Since 1994, ISA has approved over 30 ocean-floor mining exploration contracts in the Atlantic, Pacific, and Indian oceans, with most covering the so-called ‘Clarion-Clipperton Zone’ (an environmental management area of the Pacific Ocean, between Hawaii and Mexico). These currently-approved contracts run for 15 years and permit contract holders to seek out (but not commercially exploit) polymetallic nodules, polymetallic sulphides, and cobalt-rich ferromanganese crusts from the deep seabed.

UNCLOS TWO-YEAR RULE AND ISA’S 28TH SESSION

Section 1(15) of the annex to the 1994 Implementation Agreement includes a provision known as the “two-year rule.” This provision allows any member state of ISA that intends to apply for the approval of a plan of work for exploitation of the seabed to request that the ISA Council draw up and adopt regulations governing such exploitation within two years.
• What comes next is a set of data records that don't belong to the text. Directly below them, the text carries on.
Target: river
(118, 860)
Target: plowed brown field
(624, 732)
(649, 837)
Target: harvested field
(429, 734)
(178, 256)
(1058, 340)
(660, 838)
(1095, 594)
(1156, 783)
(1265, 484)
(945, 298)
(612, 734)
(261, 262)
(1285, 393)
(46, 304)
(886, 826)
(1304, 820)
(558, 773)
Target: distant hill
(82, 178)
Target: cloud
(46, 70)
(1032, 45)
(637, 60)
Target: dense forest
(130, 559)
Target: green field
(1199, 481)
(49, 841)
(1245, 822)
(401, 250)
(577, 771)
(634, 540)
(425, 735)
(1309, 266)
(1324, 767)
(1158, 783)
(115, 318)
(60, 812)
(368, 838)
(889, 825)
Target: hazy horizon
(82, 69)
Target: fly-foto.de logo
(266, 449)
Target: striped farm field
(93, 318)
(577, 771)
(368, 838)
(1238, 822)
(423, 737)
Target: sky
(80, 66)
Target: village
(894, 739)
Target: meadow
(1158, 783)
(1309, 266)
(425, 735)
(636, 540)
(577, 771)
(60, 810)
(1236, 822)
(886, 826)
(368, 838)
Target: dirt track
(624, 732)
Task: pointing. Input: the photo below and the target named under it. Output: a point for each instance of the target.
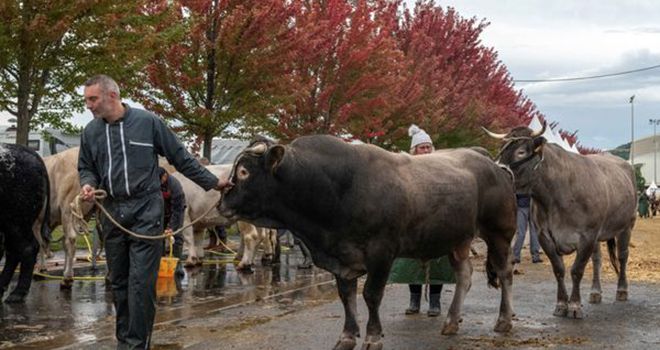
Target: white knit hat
(419, 136)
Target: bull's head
(254, 178)
(522, 152)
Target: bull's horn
(539, 132)
(258, 148)
(494, 135)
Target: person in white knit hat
(412, 271)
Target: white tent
(551, 135)
(650, 191)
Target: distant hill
(622, 151)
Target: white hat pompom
(419, 136)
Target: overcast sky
(540, 39)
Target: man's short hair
(106, 83)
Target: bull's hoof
(561, 310)
(66, 284)
(244, 268)
(345, 343)
(450, 328)
(372, 343)
(575, 311)
(595, 298)
(621, 295)
(503, 326)
(15, 298)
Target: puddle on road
(54, 318)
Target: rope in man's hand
(99, 195)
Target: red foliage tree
(225, 67)
(463, 84)
(348, 70)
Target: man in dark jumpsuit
(175, 204)
(119, 152)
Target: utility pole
(632, 131)
(655, 122)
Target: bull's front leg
(11, 262)
(561, 309)
(596, 292)
(347, 290)
(69, 252)
(463, 270)
(28, 259)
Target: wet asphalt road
(281, 307)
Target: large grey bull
(358, 207)
(578, 201)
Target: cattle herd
(358, 207)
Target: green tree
(49, 47)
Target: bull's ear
(274, 157)
(538, 144)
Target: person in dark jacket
(524, 221)
(413, 271)
(174, 201)
(119, 152)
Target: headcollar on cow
(514, 139)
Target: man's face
(97, 101)
(423, 148)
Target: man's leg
(116, 251)
(145, 260)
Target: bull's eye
(242, 173)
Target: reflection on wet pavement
(52, 318)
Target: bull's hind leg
(347, 290)
(460, 261)
(622, 244)
(595, 297)
(548, 245)
(584, 252)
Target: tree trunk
(208, 143)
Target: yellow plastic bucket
(166, 287)
(167, 266)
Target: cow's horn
(258, 148)
(539, 132)
(494, 135)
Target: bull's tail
(45, 222)
(611, 250)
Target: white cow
(198, 202)
(251, 238)
(64, 186)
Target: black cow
(358, 207)
(24, 195)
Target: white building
(45, 143)
(645, 157)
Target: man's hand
(223, 185)
(87, 193)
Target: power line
(585, 78)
In July 2021, the Republic of Nauru triggered the two-year rule, seeking authority to undertake commercial exploitation of polymetallic nodules under license. That set an operative deadline of 9 July 2023.

At meetings of the ISA Assembly and ISA Council in July 2023, the ISA Council determined that more time was needed to establish processes for prospecting, exploring, and exploiting mineral resources, and a new target was set for finalising the rules: July 2025.

The expiration of the two-year rule in July 2023 does allow mining companies to submit a mining license application at any time. However, the above extension gives the ISA Council direct input into the approval process, which will make approval of any application difficult.

NORWAY’S DEEP-SEA MINING PLAN

State legislation regulates deep-sea mining in different EEZs. Norway is one of the only countries that has its own legislation (the Norway Seabed Minerals Act of 2019) regulating the exploration and extraction of deep-sea minerals.

In December 2023, Norway agreed to allow seabed mineral exploration off the coast of Norway, ahead of a formal parliamentary decision. The proposal was voted 80-20 in favour by the Storting on 9 January 2024.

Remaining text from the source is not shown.